Despite Issei’s generally dour demeanour, Camille doubles down on her investigation into the grapes, trying to explain a very peculiar minerality that she can’t quite put her finger on. She ropes Thomas into accompanying her to the Vassal Research Center, where the standard classification methods of ampelography — the science of identifying, describing, and classifying grapevines — aren’t much help. Luckily, many grape varieties are vinified; in other words, turned into wine, in order to preserve them, so Camille asks to taste them.

This is no small task. One of the most visually compelling scenes in Drops of God Season 2, Episode 2 sees Camille and eventually Issei, who discharges himself from the hospital and hitches a ride in Natasha’s camper van all the way to the research center, sampling over 100 bottles of wine, many of them vinified from “forbidden” grape varieties. When they finally land on the right one, there’s a lovely panning shot of Camille imagining the various grapevines tangling around her, a needlessly good image for such a dull activity.
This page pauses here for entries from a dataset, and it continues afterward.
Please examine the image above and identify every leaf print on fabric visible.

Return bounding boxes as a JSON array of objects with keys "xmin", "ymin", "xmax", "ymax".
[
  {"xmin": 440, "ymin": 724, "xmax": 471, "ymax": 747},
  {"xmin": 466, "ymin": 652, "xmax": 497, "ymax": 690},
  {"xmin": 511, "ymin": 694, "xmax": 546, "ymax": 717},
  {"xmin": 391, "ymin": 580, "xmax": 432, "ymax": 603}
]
It’s also compelling because of the character work. Issei clearly isn’t well enough to be out and about, and Natasha finds his behaviour utterly confounding (she calls Dai and asks him if tasting over 100 wines when he should be in the hospital makes him crazy, and he says that just shows he’s getting back to normal). Things are also still very frosty between Issei and Camille. But they have a lead — Herbemont.

Herbemont isn’t just a forbidden grape; it’s apparently one that can drive you mad. This turns out to be a myth, though. The grape was indeed banned, but that was because it was resistant to all diseases and didn’t need treating, hence it fell foul of the chemical industry. Such is capitalism. But it’s a lead. And this, coupled with the results of the wax analysis, allows Raphael to isolate a very specific spot where the wine may have been bottled — Acropolis Hill in Athens.

And off we go. A lab in Athens leads Camille and Issei to a man named Alexi Pipia. Camille goes looking for him in a lovely old church, while Issei catches his breath outside, but by chance, Issei is greeted by the man himself. Originally from Georgia, Alexi is a deeply pious man who keeps fewer and fewer bees and makes less and less honey. The wax he sends back to a monastery in his village of Kartli, since wax is used to make candles, and candles are the primary objects of prayer, thus giving the wax itself a holy contour. Oh, and more importantly, the monastery also makes wine.

Camille finally catches up to Issei, since he had disappeared to enlist Dai to find him a trustworthy contact in Georgia. She’s shocked to learn that he managed to meet Alexi in person, and even more shocked when a taxi turns up to take him to the airport. When she asks if he was planning to leave without her, he denies it, but it’s clear from Camille’s expression that she believes he was. And that compelling note of ambiguity between the leads is what Drops of God Season 2, Episode 2 leaves us with.

We’ll see how they get on in Georgia.